Reaction to Claudio Ranieri’s Leicester City sacking last month was one of widespread disgust, but two wins later and the decision has already been vindicated.

The Foxes had lost five Premier League games on the trot and hadn’t scored a single goal in 2017. That was until Craig Shakespeare took over and led the club to two successive 3-1 wins at home to both Liverpool and Hull City.

They have since gone from being one point above the relegation zone with 13 games remaining to three points clear with 11 games to go, and although they aren’t out of the woods yet, they have definitely got their swagger back.

Amazingly, they are also just one goal away from getting into the quarter-finals of the Uefa Champions League.

Having lost 2-1 away, they now carry an all-important away goal into Tuesday’s return leg at home, and you wouldn’t bet against them getting a result in front of their own fans.
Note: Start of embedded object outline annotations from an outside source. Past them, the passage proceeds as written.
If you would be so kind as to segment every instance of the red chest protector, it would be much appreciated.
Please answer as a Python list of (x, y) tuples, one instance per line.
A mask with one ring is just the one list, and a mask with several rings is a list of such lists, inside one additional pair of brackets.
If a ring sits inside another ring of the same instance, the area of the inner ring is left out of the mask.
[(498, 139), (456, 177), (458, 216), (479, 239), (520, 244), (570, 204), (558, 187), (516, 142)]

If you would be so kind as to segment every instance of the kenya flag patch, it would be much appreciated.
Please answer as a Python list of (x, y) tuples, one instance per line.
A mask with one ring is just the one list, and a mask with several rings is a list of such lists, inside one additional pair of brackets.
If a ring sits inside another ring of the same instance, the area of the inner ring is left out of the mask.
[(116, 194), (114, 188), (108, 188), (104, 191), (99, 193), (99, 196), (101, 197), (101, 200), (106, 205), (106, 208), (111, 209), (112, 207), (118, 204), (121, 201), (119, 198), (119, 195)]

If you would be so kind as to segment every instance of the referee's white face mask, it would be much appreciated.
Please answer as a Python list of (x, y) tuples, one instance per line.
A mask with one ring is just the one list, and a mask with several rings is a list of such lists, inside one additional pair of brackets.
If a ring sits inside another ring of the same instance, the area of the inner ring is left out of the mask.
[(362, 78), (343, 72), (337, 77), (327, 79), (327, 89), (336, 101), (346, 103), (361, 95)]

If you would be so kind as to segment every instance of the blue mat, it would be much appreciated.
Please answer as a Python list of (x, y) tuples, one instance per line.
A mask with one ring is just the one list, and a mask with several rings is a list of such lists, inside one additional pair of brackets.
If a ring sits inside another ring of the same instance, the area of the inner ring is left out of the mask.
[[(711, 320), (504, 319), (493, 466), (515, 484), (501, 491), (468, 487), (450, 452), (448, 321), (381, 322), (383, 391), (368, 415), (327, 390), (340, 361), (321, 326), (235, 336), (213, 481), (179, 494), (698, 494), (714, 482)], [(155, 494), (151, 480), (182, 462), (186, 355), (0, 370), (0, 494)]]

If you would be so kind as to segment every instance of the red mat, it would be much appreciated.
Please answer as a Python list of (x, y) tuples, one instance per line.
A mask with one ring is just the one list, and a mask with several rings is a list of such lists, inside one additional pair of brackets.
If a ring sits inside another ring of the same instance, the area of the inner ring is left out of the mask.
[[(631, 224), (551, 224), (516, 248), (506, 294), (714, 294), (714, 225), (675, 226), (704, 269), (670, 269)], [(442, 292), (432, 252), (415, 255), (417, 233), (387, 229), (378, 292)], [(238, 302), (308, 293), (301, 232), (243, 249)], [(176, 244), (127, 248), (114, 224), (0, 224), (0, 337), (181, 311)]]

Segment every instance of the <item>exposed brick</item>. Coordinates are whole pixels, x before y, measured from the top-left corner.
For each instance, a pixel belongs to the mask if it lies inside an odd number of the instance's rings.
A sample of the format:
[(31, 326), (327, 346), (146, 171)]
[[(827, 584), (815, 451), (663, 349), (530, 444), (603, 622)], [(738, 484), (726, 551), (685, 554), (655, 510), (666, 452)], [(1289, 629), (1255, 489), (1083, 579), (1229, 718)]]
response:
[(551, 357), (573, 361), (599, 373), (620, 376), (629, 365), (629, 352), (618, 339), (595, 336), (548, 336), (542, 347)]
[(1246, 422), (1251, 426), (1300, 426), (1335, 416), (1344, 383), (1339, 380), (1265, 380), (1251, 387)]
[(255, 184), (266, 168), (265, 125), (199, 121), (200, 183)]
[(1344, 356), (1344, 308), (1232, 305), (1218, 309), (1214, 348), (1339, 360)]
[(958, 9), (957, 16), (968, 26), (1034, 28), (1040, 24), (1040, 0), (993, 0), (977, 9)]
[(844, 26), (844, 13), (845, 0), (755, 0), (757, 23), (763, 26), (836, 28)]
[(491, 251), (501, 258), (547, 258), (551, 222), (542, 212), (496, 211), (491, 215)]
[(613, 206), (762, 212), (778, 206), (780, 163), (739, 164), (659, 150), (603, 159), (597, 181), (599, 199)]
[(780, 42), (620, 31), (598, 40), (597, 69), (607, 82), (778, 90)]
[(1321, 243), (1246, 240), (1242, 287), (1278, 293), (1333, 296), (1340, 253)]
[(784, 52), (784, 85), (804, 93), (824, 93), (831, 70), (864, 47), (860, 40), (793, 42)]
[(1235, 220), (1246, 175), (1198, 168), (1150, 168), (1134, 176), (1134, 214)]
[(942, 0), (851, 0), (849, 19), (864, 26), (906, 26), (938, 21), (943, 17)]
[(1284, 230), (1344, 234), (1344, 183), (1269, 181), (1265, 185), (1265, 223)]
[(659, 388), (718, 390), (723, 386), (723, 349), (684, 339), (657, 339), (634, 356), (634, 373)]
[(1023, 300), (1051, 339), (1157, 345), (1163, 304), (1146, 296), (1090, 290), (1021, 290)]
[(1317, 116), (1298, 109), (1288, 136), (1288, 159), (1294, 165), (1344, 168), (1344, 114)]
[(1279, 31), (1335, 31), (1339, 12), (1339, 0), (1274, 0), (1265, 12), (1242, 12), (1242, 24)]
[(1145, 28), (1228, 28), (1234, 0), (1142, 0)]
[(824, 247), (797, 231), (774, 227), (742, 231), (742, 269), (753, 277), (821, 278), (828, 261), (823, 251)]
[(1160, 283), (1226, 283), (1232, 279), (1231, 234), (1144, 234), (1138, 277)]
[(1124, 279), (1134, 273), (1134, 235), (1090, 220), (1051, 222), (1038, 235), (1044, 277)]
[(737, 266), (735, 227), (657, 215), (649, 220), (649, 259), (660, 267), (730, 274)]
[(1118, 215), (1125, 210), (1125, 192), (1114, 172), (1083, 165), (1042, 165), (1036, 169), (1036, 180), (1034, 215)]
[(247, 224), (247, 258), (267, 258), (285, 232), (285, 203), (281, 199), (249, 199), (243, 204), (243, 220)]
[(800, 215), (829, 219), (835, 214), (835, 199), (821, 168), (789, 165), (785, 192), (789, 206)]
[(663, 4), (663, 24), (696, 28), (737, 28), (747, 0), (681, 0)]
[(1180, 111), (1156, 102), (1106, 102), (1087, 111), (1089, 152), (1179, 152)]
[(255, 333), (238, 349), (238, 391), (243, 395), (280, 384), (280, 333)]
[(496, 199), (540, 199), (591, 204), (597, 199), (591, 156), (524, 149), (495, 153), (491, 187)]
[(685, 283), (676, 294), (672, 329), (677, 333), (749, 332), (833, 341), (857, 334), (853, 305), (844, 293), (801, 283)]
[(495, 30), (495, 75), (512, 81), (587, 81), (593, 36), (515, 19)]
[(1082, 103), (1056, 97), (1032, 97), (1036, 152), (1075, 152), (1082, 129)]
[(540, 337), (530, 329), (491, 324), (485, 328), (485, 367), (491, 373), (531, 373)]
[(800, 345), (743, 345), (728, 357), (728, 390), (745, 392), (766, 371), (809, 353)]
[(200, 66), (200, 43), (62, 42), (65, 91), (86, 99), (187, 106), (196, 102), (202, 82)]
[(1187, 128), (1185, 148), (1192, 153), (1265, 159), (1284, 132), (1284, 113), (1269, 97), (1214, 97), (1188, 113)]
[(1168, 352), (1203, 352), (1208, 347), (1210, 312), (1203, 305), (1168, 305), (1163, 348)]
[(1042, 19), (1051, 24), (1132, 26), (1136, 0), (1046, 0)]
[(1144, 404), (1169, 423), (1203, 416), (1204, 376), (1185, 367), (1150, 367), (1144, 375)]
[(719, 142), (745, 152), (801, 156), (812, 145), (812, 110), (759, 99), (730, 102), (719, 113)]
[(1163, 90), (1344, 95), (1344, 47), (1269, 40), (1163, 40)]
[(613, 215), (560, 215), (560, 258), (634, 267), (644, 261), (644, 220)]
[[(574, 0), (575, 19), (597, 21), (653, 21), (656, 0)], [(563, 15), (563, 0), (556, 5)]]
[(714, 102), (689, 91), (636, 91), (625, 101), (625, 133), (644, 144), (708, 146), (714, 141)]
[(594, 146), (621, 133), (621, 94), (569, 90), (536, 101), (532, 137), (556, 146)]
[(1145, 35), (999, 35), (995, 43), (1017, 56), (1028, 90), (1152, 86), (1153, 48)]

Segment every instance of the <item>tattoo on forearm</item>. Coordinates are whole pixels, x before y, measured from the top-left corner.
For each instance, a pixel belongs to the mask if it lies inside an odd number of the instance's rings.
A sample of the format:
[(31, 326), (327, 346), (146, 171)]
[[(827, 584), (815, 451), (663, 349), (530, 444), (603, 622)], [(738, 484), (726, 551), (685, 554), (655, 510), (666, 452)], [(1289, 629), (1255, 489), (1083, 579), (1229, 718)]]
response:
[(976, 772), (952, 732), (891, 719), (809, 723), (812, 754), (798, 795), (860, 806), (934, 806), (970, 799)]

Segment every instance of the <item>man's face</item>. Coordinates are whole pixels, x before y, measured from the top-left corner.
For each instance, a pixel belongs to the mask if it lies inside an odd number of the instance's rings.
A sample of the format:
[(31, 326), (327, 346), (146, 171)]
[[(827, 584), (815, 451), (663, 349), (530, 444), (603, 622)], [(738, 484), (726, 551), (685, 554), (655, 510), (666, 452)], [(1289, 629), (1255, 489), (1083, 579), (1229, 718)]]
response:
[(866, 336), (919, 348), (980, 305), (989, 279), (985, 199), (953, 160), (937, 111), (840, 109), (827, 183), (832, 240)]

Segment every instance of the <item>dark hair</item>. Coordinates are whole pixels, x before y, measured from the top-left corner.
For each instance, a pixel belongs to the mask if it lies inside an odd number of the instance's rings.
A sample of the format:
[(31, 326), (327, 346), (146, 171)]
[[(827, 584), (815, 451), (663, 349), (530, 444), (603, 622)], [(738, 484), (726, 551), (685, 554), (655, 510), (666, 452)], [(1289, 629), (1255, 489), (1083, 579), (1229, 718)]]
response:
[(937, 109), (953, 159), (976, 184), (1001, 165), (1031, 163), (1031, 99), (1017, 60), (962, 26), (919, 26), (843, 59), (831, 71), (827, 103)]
What a difference two weeks make in football.

This transformation just proves that sacking Ranieri was the right thing to do, because although he deserved a knighthood for what he achieved by winning the league with perennial strugglers Leicester last season, that was last season.

You can’t afford to get too sentimental in football, even if just nine months earlier he had performed miracles. This season there was clearly something wrong with the motivation of his players.

Either, as rumoured, he had lost the dressing room, and player power had forced him out — a charge that has been vehemently denied by the players. Or, the players had been shamed into a reaction after failing to perform for the popular Italian.

Whichever it is, Ranieri going was the unfortunate jolt they needed to put the spark back in their season, because after all, sacking one man is easier than sacking the whole team.

Shakespeare was the sensible choice to promote because he has experienced relegation dogfights with Leicester as an assistant over two spells dating back to 2008. And he was integral to last year’s title winning season, so he knows the players and knows the issues at stake, and whatever they are, he is doing well to quickly readdress them.

With the exception of Arsenal and Manchester City, Leicester now have a run of winnable league games and should comfortably ensure survival. If they beat Sevilla, as well, they could also find themselves in a dream quarter-final draw, outlasting the likes of Arsenal and Tottenham in Europe. So, there’s lot for fans to look forward to.

Leicester’s owners therefore shouldn’t be too dissuaded, and Ranieri-backers can’t be too vocal about the injustice of his sacking, because at the end of the day it was a necessary evil.

Looking at it objectively, no coach can survive five defeats in a row without a goal in six, especially after they won the league last season and had barely changed the squad in the summer. If anything it’s a justified blot in Ranieri’s copybook.